March 28 (Reuters) - Google has agreed to pay $100
million in cash to settle a long-running lawsuit claiming it
overcharged advertisers by failing to provide promised discounts
and charged for clicks on ads outside the geographic areas the
advertisers targeted.
A preliminary settlement of the 14-year-old class action,
which began in March 2011, was filed late Thursday in the San
Jose, California, federal court, and requires a judge's
approval.
Advertisers who participated in Google's AdWords program,
now known as Google Ads, accused the search engine operator of
breaching its contract by manipulating its Smart Pricing formula
to artificially reduce discounts.
The advertisers also said Google, a unit of Mountain View,
California-based Alphabet, misled them by failing to
limit ad distribution to locations they designated, violating
California's unfair competition law.
Thursday's settlement covers advertisers who used AdWords
between January 1, 2004, and December 13, 2012.

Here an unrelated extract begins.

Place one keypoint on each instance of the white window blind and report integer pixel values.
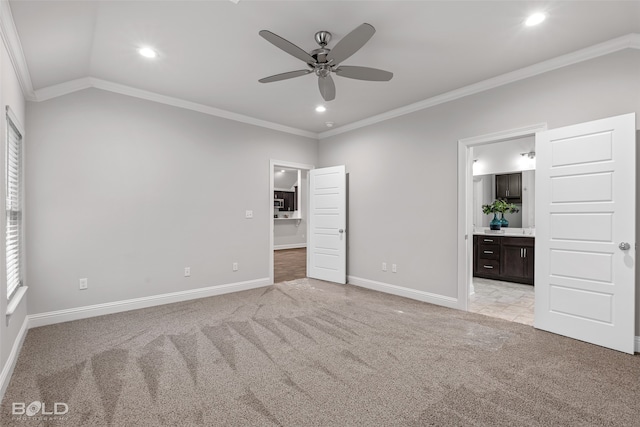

Google denied wrongdoing in agreeing to settle.
"This case was about ad product features we changed over a
decade ago and we're pleased it's resolved," spokesman Jose
Castaneda said in an emailed statement.
Lawyers for the plaintiffs may seek fees of up to 33% of the
settlement fund, plus $4.2 million for expenses.
According to court papers, the case took a long time as the
parties produced extensive evidence, including more than 910,000
pages of documents and multiple terabytes of click data from
Google, and participated in six mediation sessions before four
different mediators.
The case is Cabrera et al v Google LLC, U.S. District Court,
Northern District of California, No. 11-01263.